A SIC não tem arquivo de conteúdos internacionais. Quanto à língua, sendo português, não há dublagem em Portugal – SIC
A QUESTÃO “GABRIELA”
No caso de “Gabriela” há ainda algumas particularidades. A trama protagonizada por Sonia Braga foi a primeira a ser exibida em Portugal. Estreou por lá em 16 de março de 1977, tornando por hábito a presença de folhetins brasileiros pelas terras lusitanas. E a transmissão foi regida à pompa e circunstância, com show de Vinicius de Moraes (1913-1980), Toquinho e Maria Creuza. Todas as meninas tinham o corte de cabelo de Malvina (Elizabeth Savalla), enquanto os rapazes portavam pentes iguais ao usado pelo personagem Tonico Bastos (Fulvio Stefanini).

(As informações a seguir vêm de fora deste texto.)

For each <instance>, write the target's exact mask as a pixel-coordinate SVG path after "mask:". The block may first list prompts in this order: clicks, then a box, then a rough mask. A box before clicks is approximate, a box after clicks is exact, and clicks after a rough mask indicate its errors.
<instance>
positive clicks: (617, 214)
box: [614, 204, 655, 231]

Ante ao sucesso, outras obras também passaram a estar por lá e não apenas isso. A forma de falar o português à brasileira acabou ganhando força. Os portugueses veriam a novela em algumas reexibições e os brasileiros, também. Em 2012, a trama ganhou um remake, também bem-sucedido. A questão é: Quando veremos as “Gabrielas”? A última reprise da versão de 1975 no Brasil foi em 1988. A mais recente foi excluída do Globoplay por conta de uma relação contratual entre a Globo e a Warner, detentora dos direitos da obra. Ainda que detenha o poder de sua obra audiovisual, os direitos da história original são dos americanos.
E 1983, a história da cozinheira “Bié” foi filme protagonizado por Sonia Braga, e ali o acordo foi firmado com os detentores da obra literária. Perguntada sobre quando a versão original de “Gabriela” entrará na Globoplay, o player disse “não ter previsão de publicação”, ou seja, não há clareza se esta trama voltará ao streaming, já que o acordo firmando entre a Globo e a família de Jorge Amado (1912-2001) é anterior à exclusividade firmada em 1983. Completa, caso volte, a primeira versão de “Gabriela” entrará no Projeto Resgate. Já quanto à versão de 2012 “não está publicada por não termos direitos”.
Decididamente, o que direciona ou não uma novela ir ao ar não é exclusivamente o fato de estar completa ou não. Como se nota, ambas as “Gabrielas” têm entraves jurídicos que impedem não apenas a sua reexibição como até mesmo a hospedagem nos players. E também há de se lamentar que nada tenha sido poupado devidamente, ainda que se considere que a filosofia de arquivamento e armazenamento hoje é vista como algo de mais importância que no passado.